The United Kingdom recently passed the Enterprise and Regulatory Reform Act on orphan works, meaning any images found online without identifying information can be used, even commercially. Anyone using the work as an orphan has to show that a thorough search for the rights-holder was conducted. If a rights-holder can’t be found, the person who wishes to use an orphan work has to apply and pay for a license. Melcher said this same act is “hovering around” in the U.S.

Along with the metadata, Melcher said Stipple provides a wide variety of tags, including shopping links, embedded videos, maps and locations, and social media. To activate the information, hover your mouse over the dots in the image and a small window appears. Links and videos stay in the photo, so web traffic never leaves the original site. In mobile devices, just touch and tap the image to access the data.

Head of distribution Stephanie Palmer said what’s inside the photo is the core of Stipple’s business.

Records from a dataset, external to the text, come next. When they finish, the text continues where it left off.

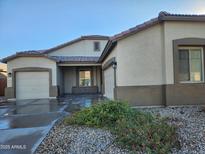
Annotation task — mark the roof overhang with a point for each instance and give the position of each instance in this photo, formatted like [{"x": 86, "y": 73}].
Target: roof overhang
[
  {"x": 162, "y": 17},
  {"x": 18, "y": 55},
  {"x": 79, "y": 64}
]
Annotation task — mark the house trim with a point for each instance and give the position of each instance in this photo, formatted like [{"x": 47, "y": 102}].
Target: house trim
[{"x": 184, "y": 42}]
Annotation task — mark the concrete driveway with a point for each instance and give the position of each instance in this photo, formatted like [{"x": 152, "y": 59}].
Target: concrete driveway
[{"x": 24, "y": 124}]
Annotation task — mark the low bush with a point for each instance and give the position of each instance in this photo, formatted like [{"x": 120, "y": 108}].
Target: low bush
[{"x": 134, "y": 130}]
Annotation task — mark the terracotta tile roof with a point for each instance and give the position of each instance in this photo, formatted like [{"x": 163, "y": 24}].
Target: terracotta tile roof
[
  {"x": 163, "y": 16},
  {"x": 59, "y": 59},
  {"x": 88, "y": 37},
  {"x": 65, "y": 59},
  {"x": 43, "y": 53}
]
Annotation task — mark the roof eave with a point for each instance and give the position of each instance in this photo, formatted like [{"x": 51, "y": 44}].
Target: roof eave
[{"x": 5, "y": 60}]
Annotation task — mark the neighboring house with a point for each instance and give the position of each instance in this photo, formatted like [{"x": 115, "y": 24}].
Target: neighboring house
[
  {"x": 3, "y": 78},
  {"x": 160, "y": 62}
]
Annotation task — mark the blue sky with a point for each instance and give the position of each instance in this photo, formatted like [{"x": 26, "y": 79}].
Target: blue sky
[{"x": 41, "y": 24}]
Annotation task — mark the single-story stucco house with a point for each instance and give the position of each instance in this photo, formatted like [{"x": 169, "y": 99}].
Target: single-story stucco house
[{"x": 160, "y": 62}]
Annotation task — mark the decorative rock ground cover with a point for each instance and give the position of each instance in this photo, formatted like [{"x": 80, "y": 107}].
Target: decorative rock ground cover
[{"x": 83, "y": 140}]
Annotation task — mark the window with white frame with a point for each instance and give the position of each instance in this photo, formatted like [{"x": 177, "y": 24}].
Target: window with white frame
[
  {"x": 191, "y": 64},
  {"x": 96, "y": 46},
  {"x": 84, "y": 78}
]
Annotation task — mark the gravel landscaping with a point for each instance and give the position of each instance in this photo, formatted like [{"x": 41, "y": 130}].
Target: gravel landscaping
[
  {"x": 190, "y": 122},
  {"x": 80, "y": 140}
]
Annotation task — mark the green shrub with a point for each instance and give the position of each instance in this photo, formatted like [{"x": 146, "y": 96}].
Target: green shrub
[{"x": 134, "y": 130}]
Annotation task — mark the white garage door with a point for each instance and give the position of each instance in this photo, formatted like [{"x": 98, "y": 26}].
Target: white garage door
[
  {"x": 32, "y": 85},
  {"x": 109, "y": 82}
]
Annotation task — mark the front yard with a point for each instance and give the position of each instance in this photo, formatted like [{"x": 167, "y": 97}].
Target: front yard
[{"x": 113, "y": 127}]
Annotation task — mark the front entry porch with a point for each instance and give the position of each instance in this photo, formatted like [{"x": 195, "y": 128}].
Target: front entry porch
[{"x": 85, "y": 79}]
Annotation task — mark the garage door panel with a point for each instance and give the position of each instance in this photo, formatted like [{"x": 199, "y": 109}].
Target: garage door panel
[
  {"x": 32, "y": 85},
  {"x": 109, "y": 83}
]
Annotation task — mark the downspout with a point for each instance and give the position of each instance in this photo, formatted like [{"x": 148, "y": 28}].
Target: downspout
[{"x": 114, "y": 66}]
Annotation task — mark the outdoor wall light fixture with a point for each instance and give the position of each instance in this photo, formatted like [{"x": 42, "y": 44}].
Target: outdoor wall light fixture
[
  {"x": 114, "y": 65},
  {"x": 9, "y": 74}
]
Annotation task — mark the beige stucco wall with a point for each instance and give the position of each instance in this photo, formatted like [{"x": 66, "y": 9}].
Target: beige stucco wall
[
  {"x": 23, "y": 62},
  {"x": 70, "y": 77},
  {"x": 177, "y": 30},
  {"x": 139, "y": 58},
  {"x": 81, "y": 48},
  {"x": 111, "y": 55},
  {"x": 3, "y": 67}
]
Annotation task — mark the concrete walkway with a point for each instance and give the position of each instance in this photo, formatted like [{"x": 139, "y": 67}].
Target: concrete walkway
[{"x": 24, "y": 124}]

She said many of the 7,500 publishers she works with view the data protection as a “security blanket.”

Another bonus for publishers is the opportunity to earn money through their images. With Stipple Shopping, consumers are able to explore, compare and purchase products in an image. Palmer said the brand and advertising aspect attracts publishers to Stipple.

Publishers also have access to an analytics dashboard that keeps track of which pieces of data are being clicked on the most and where the images are being shared. It’s also easy to integrate Stipple on their site. Just copy and paste a few lines of code and it’s ready to use.

By giving control back to their images, Palmer said Stipple provides publishers several benefits. “One, it drives revenue in an accurate and engaging fashion; two, it increases user engagement; and three, it increases traffic.”